Estimate your Section 122 or IEEPA tariff refund — plus CBP interest at the IRS overpayment rate. Get the correct recovery pathway based on your importer status: named plaintiff, non-plaintiff protest, USMCA exemption, or CAPE Phase 1.
Covered by the May 7 injunction. Refunds are paused while the CAFC weighs a longer stay, but you keep your spot in line and earn interest from the overpayment date.
Not covered by the injunction. File CBP Form 19 within 180 days of liquidation citing the CIT ruling and request suspension pending CAFC decision.
Goods originating in Canada or Mexico under USMCA rules of origin are exempt from Section 122. If duty was assessed in error, file a PSC or protest with the certificate of origin.
Pre-Section 122 IEEPA entries that pass CAPE validation refund via ACH in 10–14 business days. Bad bank info is the most common rejection — verify before filing.
Common questions about Section 122 and IEEPA tariff refunds
After the May 7, 2026 CIT ruling that the 10% Section 122 reciprocal tariff is unlawful, named plaintiffs in V.O.S. Selections v. Trump have an immediate refund order — though the CAFC granted an administrative stay on May 12, 2026 while the appeal proceeds. Non-plaintiff importers are not covered by the injunction and must file a protective protest within 180 days of liquidation to preserve their refund claim. USMCA-origin goods from Canada and Mexico were always exempt from Section 122; if duty was assessed in error, file a Post-Summary Correction or protest with USMCA documentation.
Under 19 USC 1505(c), CBP pays interest on overpaid customs duties at the IRS underpayment rate set quarterly under 26 USC 6621. As of Q2 2026 the rate is approximately 7% per annum. Interest runs from the date of overpayment to the date of refund. The calculator uses 7% as a conservative annualized estimate — your actual rate may vary by quarter.
CAPE Phase 1 is CBP's streamlined refund tool for unliquidated IEEPA-era entries that meet specific eligibility criteria — fast ACH disbursement (typically 10–14 business days). Section 122 protests use the traditional CBP Form 19 process under 19 USC 1514 for any importer not named in the CIT plaintiff group, and must be filed within 180 days of liquidation. The two programs cover different tariff regimes: IEEPA was the pre-Feb 24, 2026 tariff structure; Section 122 is the 10% reciprocal tariff that replaced it.
The May 12, 2026 CAFC administrative stay paused the CIT's permanent injunction while the appellate court considers a longer stay-pending-appeal. CBP continues to collect Section 122 duties from both plaintiffs and non-plaintiffs during the stay. Refunds are not being disbursed even to the named plaintiffs until the CAFC rules. However, the stay does not change the legal status of refund claims — non-plaintiffs should still file protective protests to preserve their position.

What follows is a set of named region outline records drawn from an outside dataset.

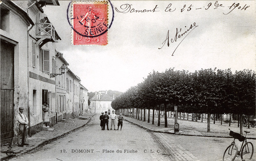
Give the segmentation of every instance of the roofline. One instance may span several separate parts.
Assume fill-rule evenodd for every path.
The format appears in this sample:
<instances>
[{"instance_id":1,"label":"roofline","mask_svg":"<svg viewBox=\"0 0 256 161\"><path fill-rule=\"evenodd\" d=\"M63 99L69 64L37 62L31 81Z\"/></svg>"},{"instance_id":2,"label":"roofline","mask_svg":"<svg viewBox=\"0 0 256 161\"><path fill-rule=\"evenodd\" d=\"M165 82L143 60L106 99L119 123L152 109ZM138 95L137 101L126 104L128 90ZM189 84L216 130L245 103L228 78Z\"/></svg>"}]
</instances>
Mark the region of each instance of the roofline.
<instances>
[{"instance_id":1,"label":"roofline","mask_svg":"<svg viewBox=\"0 0 256 161\"><path fill-rule=\"evenodd\" d=\"M22 16L22 17L24 18L25 19L27 20L28 22L30 23L30 24L33 26L35 25L35 24L34 22L33 22L33 21L32 20L32 19L31 19L30 17L28 16L28 13L21 8L19 6L16 5L16 4L12 2L12 1L2 1L2 3L4 3L4 4L5 3L7 3L14 7L15 9L17 10L17 12L21 15L21 16Z\"/></svg>"},{"instance_id":2,"label":"roofline","mask_svg":"<svg viewBox=\"0 0 256 161\"><path fill-rule=\"evenodd\" d=\"M49 21L49 22L50 22L50 23L51 23L51 21L50 21L50 20L48 18L48 17L47 16L44 17L44 18L45 18L46 19L47 19L47 20ZM54 29L55 30L55 34L56 34L56 36L57 36L57 38L58 38L58 39L57 39L57 40L61 40L61 39L60 38L60 36L59 35L59 34L58 34L58 33L57 33L57 31L56 31L56 30L55 29L55 28L54 27L54 26L53 26L53 25L52 25L52 27L53 27L54 28Z\"/></svg>"},{"instance_id":3,"label":"roofline","mask_svg":"<svg viewBox=\"0 0 256 161\"><path fill-rule=\"evenodd\" d=\"M57 56L58 57L59 55L60 56L60 57L58 57L60 58L60 59L61 60L61 61L63 62L63 63L64 63L64 64L65 64L65 65L69 65L69 64L68 64L68 63L66 59L65 59L61 55L61 54L62 54L62 55L63 54L63 53L61 53L59 51L58 51L56 50L56 49L55 50L55 52L59 54L57 55ZM57 54L56 55L57 55Z\"/></svg>"},{"instance_id":4,"label":"roofline","mask_svg":"<svg viewBox=\"0 0 256 161\"><path fill-rule=\"evenodd\" d=\"M82 86L82 87L83 88L84 88L84 89L85 89L85 90L87 90L87 91L88 91L88 89L87 89L86 88L85 88L85 87L84 87L84 86L83 86L83 85L82 85L82 84L81 84L81 83L79 83L79 85L80 85L80 86Z\"/></svg>"}]
</instances>

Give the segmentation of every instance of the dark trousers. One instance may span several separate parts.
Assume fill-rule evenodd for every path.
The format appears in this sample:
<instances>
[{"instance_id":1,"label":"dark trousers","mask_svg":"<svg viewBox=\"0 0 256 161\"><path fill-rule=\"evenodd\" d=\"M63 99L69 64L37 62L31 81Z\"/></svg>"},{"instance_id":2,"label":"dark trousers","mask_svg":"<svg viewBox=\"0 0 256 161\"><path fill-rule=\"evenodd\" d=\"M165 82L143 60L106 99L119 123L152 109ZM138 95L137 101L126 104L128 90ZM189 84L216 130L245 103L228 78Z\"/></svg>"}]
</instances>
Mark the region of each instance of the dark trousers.
<instances>
[{"instance_id":1,"label":"dark trousers","mask_svg":"<svg viewBox=\"0 0 256 161\"><path fill-rule=\"evenodd\" d=\"M26 143L27 137L27 130L25 128L25 124L20 124L19 126L18 133L18 144L22 145ZM24 131L25 130L25 131Z\"/></svg>"},{"instance_id":2,"label":"dark trousers","mask_svg":"<svg viewBox=\"0 0 256 161\"><path fill-rule=\"evenodd\" d=\"M108 130L108 120L107 121L104 121L104 124L103 125L103 129L105 129L105 126L106 126L106 124L107 124L107 129Z\"/></svg>"},{"instance_id":3,"label":"dark trousers","mask_svg":"<svg viewBox=\"0 0 256 161\"><path fill-rule=\"evenodd\" d=\"M119 127L119 126L121 126L121 127L123 126L123 121L118 121L117 124L117 126Z\"/></svg>"}]
</instances>

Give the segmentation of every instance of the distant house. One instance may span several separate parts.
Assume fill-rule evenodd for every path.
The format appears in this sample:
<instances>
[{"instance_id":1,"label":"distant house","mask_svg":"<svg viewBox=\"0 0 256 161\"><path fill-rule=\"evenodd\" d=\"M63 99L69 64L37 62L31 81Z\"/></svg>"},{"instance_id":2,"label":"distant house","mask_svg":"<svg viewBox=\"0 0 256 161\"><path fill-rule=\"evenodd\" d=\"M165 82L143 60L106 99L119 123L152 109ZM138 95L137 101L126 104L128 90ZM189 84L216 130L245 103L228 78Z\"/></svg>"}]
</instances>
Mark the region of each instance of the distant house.
<instances>
[{"instance_id":1,"label":"distant house","mask_svg":"<svg viewBox=\"0 0 256 161\"><path fill-rule=\"evenodd\" d=\"M95 92L95 95L90 99L90 112L99 114L102 111L107 111L108 114L109 115L114 110L111 106L111 103L114 100L113 98L108 94L107 90Z\"/></svg>"}]
</instances>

Goods originating in Canada or Mexico that qualify under the USMCA rules of origin are exempt from the Section 122 10% reciprocal tariff. To claim the exemption, the importer must have a valid USMCA Certificate of Origin on file and have claimed preference at entry (or via PSC within 300 days). USMCA does not exempt goods from Section 232 (steel, aluminum, copper) — those tariffs apply to Canadian and Mexican origin goods as well.
Under 19 USC 1514, a protest must be filed within 180 days of the date of liquidation of the entry. Once an entry is liquidated and the 180-day window closes, the entry generally becomes final and no further administrative remedy is available. For unliquidated entries, importers can file a Post-Summary Correction within 300 days of the entry date.